Pinoy Communist Riot



No Super Champ Burgers for you!

Police clash with activists protesting arrest of Philippine communist leader

Philippine police used truncheons and shields to beat back some 100 left-wing activists who tried to march to the Dutch Embassy on Thursday to protest the arrest of a Philippine communist leader in the Netherlands.

Rally organizers said their affiliates in the United States, Hong Kong, New Zealand, Australia, Canada and Europe launched similar protests against the arrest of Jose Maria Sison. They also called for a boycott of Dutch products until Sison is released from jail.

Sison, founder of the Communist Party of the Philippines and its armed wing, the New People's Army, was arrested Tuesday in the Netherlands for allegedly ordering the murders of two former allies in Manila.

The Philippines has braced for fallout from the arrest, with the military going on red alert as Sison's supporters vowed to intensify their insurgency.

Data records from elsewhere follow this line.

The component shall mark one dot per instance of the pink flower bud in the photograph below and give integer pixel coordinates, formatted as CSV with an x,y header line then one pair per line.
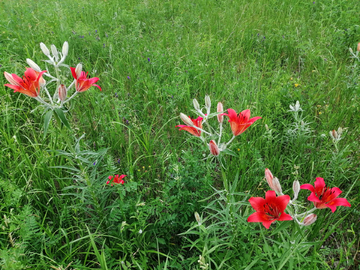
x,y
334,135
220,109
277,186
309,219
78,70
196,104
269,177
186,120
62,92
296,189
214,149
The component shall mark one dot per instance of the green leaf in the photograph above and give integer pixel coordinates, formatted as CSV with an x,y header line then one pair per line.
x,y
229,152
47,119
62,117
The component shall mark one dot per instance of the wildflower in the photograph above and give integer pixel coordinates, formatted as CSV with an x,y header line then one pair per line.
x,y
296,189
191,129
197,217
117,179
296,107
44,49
219,109
214,149
65,49
196,104
82,83
336,135
269,209
62,92
323,197
309,219
207,104
30,83
33,65
240,122
269,177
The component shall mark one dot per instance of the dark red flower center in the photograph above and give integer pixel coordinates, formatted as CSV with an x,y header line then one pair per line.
x,y
271,210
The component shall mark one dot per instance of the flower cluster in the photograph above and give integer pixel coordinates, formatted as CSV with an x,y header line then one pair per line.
x,y
116,180
272,208
239,122
33,84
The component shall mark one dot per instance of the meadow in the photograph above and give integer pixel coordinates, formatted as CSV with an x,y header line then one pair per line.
x,y
179,207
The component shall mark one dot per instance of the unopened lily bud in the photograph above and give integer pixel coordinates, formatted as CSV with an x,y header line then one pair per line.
x,y
269,178
186,120
207,103
214,149
340,130
197,217
10,79
54,52
78,70
33,65
277,186
196,104
44,49
309,219
296,189
65,48
62,92
334,135
220,109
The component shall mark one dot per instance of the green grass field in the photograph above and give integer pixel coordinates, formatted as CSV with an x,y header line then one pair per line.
x,y
153,58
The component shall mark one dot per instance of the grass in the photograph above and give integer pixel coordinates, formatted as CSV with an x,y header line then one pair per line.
x,y
153,58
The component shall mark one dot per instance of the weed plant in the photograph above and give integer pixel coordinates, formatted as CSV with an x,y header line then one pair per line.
x,y
153,58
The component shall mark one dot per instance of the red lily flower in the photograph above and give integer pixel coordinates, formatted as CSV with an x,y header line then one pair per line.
x,y
269,209
28,85
240,122
323,197
197,122
214,149
82,82
117,180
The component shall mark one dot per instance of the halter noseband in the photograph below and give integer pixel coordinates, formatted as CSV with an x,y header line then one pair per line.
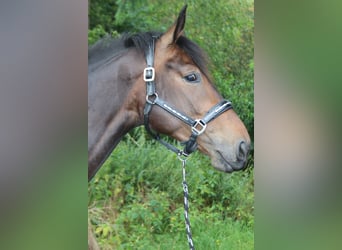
x,y
198,126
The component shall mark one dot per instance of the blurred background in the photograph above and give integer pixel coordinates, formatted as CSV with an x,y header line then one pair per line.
x,y
136,199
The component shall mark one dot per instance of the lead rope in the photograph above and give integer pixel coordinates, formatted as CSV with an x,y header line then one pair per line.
x,y
182,158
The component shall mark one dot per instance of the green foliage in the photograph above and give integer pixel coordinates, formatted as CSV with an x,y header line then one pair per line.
x,y
136,199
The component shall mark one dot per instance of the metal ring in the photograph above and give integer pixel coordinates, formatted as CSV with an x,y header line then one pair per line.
x,y
155,95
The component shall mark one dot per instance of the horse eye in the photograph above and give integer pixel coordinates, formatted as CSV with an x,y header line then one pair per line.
x,y
193,78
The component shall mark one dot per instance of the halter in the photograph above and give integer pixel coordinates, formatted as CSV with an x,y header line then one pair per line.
x,y
198,126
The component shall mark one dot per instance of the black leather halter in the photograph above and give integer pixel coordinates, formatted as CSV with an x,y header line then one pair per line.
x,y
198,126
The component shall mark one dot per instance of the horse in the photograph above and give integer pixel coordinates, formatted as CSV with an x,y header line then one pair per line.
x,y
160,80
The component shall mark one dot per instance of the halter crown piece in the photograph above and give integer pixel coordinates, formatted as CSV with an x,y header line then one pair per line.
x,y
198,126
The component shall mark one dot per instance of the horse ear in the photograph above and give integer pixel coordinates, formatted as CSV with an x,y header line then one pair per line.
x,y
176,30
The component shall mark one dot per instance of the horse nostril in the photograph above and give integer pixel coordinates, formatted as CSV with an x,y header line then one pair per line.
x,y
242,151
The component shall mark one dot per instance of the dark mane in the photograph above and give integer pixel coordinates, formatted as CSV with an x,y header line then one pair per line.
x,y
109,47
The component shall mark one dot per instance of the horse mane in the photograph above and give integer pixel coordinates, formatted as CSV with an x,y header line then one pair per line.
x,y
109,47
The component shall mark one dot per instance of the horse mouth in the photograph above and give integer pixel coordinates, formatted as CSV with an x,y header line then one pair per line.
x,y
221,163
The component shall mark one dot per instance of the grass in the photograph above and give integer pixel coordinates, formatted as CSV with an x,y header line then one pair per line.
x,y
136,201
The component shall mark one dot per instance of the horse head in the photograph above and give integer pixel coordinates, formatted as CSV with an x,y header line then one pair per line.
x,y
183,81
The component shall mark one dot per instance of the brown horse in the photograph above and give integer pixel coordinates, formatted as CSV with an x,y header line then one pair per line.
x,y
174,70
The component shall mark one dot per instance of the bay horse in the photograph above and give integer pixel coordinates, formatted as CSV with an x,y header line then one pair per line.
x,y
160,80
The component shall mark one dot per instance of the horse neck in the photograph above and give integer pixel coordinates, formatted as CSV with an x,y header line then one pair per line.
x,y
114,105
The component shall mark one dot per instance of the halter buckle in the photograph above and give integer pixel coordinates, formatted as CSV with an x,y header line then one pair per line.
x,y
152,99
199,126
149,74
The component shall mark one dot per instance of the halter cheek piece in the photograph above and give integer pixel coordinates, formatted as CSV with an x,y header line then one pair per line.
x,y
198,126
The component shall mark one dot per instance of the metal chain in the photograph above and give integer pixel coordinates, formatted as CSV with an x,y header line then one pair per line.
x,y
186,205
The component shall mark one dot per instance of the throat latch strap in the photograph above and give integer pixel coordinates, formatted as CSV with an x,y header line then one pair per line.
x,y
198,126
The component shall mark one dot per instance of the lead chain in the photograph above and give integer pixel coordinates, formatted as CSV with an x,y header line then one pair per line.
x,y
186,207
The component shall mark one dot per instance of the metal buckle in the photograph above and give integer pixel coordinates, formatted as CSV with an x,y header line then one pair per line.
x,y
149,74
201,124
153,101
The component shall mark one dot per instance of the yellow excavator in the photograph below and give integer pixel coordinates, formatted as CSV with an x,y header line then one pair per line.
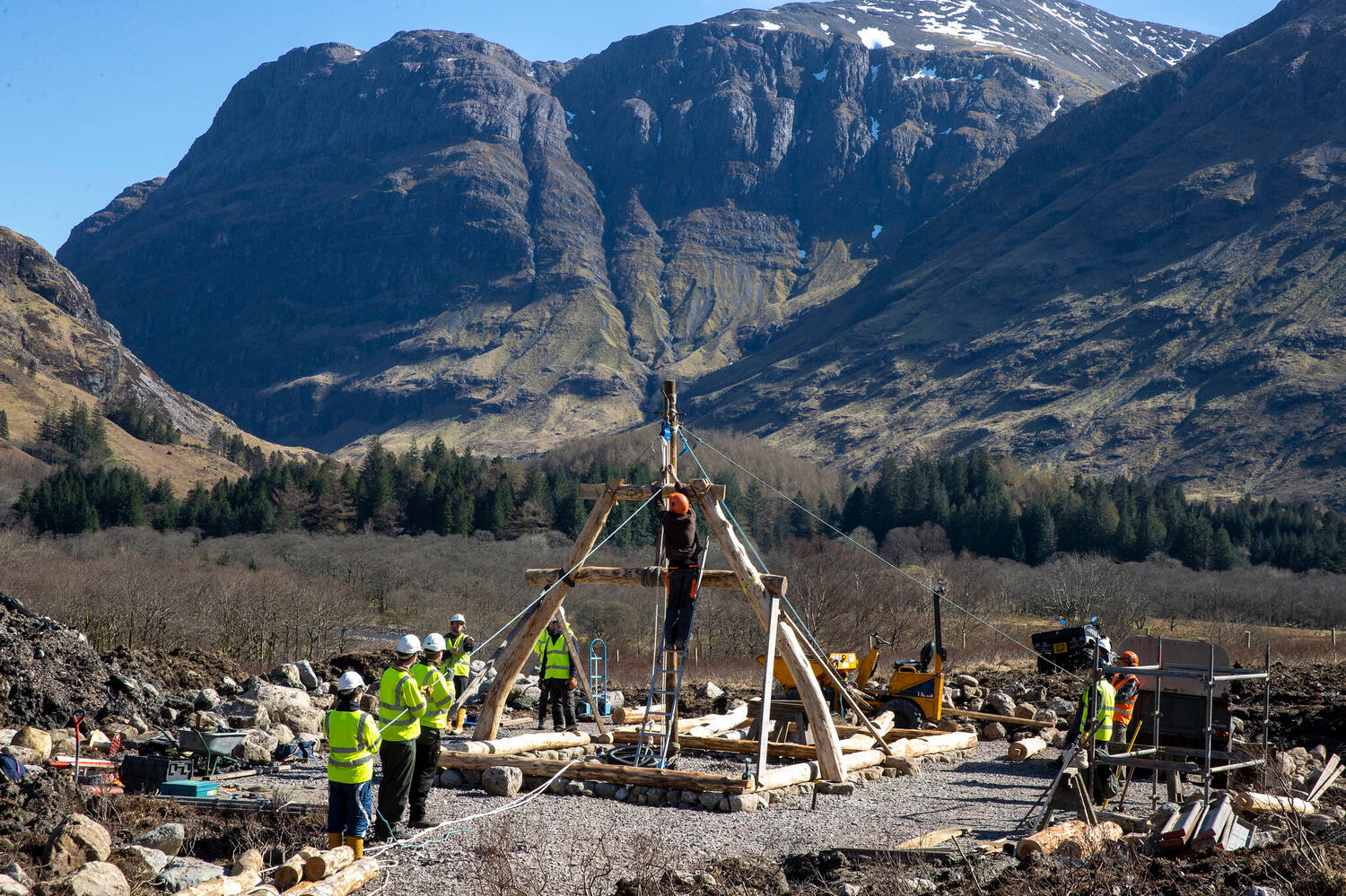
x,y
914,693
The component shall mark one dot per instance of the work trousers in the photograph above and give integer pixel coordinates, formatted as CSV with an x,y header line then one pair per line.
x,y
559,694
349,807
677,616
398,761
425,769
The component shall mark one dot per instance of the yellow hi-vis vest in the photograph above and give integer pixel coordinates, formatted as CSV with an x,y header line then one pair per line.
x,y
458,654
1101,702
352,742
441,696
552,656
400,705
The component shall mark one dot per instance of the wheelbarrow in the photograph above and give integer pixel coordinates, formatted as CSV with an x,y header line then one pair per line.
x,y
214,745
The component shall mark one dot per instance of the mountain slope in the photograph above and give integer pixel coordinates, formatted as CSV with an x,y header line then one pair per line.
x,y
438,236
56,349
1155,284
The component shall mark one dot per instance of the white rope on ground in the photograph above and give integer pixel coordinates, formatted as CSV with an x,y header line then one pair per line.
x,y
883,560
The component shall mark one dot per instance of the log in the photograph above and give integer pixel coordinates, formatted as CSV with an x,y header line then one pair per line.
x,y
805,772
347,880
249,861
519,651
520,743
1071,839
293,871
788,645
328,864
1254,804
1027,747
635,576
223,885
697,782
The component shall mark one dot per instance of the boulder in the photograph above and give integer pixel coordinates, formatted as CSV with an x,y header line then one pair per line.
x,y
503,780
285,675
77,839
139,864
34,739
166,839
92,879
307,677
185,872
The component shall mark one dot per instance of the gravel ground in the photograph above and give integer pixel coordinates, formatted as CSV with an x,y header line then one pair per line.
x,y
581,844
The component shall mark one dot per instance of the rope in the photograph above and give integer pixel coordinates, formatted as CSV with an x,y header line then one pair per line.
x,y
883,560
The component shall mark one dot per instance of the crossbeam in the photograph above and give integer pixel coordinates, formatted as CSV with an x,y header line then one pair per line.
x,y
592,491
635,576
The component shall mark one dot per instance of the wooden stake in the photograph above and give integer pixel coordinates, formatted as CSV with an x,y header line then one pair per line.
x,y
328,864
293,871
521,648
824,732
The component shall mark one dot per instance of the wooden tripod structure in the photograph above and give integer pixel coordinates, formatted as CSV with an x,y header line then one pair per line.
x,y
764,594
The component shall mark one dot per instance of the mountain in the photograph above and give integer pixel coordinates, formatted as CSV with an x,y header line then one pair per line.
x,y
438,236
56,349
1157,283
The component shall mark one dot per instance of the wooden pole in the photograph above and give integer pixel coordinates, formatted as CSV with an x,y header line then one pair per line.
x,y
826,735
767,678
581,674
521,648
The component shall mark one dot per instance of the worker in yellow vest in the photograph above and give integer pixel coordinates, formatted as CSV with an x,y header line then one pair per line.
x,y
1127,688
556,677
352,742
439,697
459,659
400,707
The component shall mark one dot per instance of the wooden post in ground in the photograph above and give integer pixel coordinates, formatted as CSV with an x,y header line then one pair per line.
x,y
824,731
521,648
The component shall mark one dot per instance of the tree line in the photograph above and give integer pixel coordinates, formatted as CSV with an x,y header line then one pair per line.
x,y
971,503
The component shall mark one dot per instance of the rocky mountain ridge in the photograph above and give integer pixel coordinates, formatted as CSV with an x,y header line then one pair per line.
x,y
438,236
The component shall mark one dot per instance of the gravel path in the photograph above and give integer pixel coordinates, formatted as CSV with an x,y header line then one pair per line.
x,y
581,844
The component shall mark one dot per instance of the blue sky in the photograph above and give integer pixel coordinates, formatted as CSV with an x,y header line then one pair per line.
x,y
96,96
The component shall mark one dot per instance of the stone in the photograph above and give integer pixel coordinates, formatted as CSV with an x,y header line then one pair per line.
x,y
185,872
307,677
166,839
287,675
77,839
258,750
206,699
92,879
139,864
34,739
503,780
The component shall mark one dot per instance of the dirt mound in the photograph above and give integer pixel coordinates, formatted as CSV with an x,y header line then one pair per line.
x,y
48,670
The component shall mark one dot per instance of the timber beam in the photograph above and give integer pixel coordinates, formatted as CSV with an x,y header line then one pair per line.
x,y
634,576
697,782
592,491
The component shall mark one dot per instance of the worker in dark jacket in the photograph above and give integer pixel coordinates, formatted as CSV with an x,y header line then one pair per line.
x,y
683,549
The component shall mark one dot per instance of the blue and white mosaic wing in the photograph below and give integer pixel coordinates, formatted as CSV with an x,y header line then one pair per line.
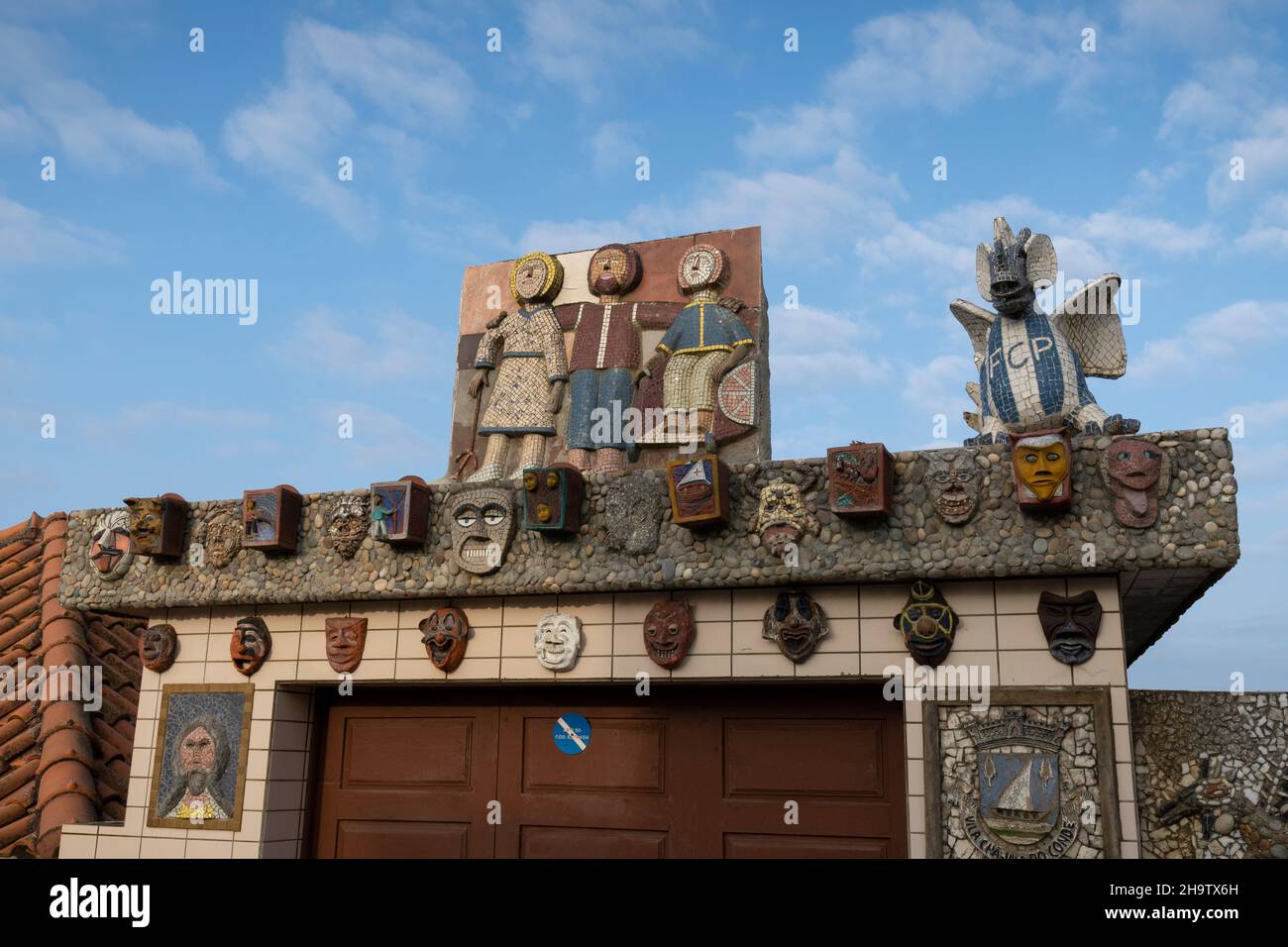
x,y
1089,321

Leftist groups worried about a possible crackdown and all-out war.

Senior Superintendent Jaime Calungsod, the district police chief, said the rally had no permit. He ordered police to arrest organizers and confiscate their streamers and other rally materials. Negotiations averted arrests, but Calungsod said police will pursue illegal assembly charges.

Luis Jalandoni, chairman of the communist umbrella organization National Democratic Front, in a statement issued from the Netherlands, called the arrest "a conspiracy between the Dutch and Philippine governments" to force the NDF to capitulate in stalled peace negotiations with the government.

At least five protesters suffered bruises in a scuffle with police shortly after the start of Thursday's march, said Carl Ala, spokesman of the Philippine Peasants' Movement.

The activists demanded Sison's immediate release from jail in the central Dutch city of Utrecht, chanting "Arrest Gloria, not Joma," referring to President Gloria Macapagal Arroyo and Sison's nickname.

"The Arroyo government is sorely mistaken when it thinks that it can intimidate the people's movement for national liberation and democracy," said Carol Araullo, chairwoman of the left-wing group Bayan. "The whole world is seeing the insincerity of the Philippine government in pursuing the peace negotiations."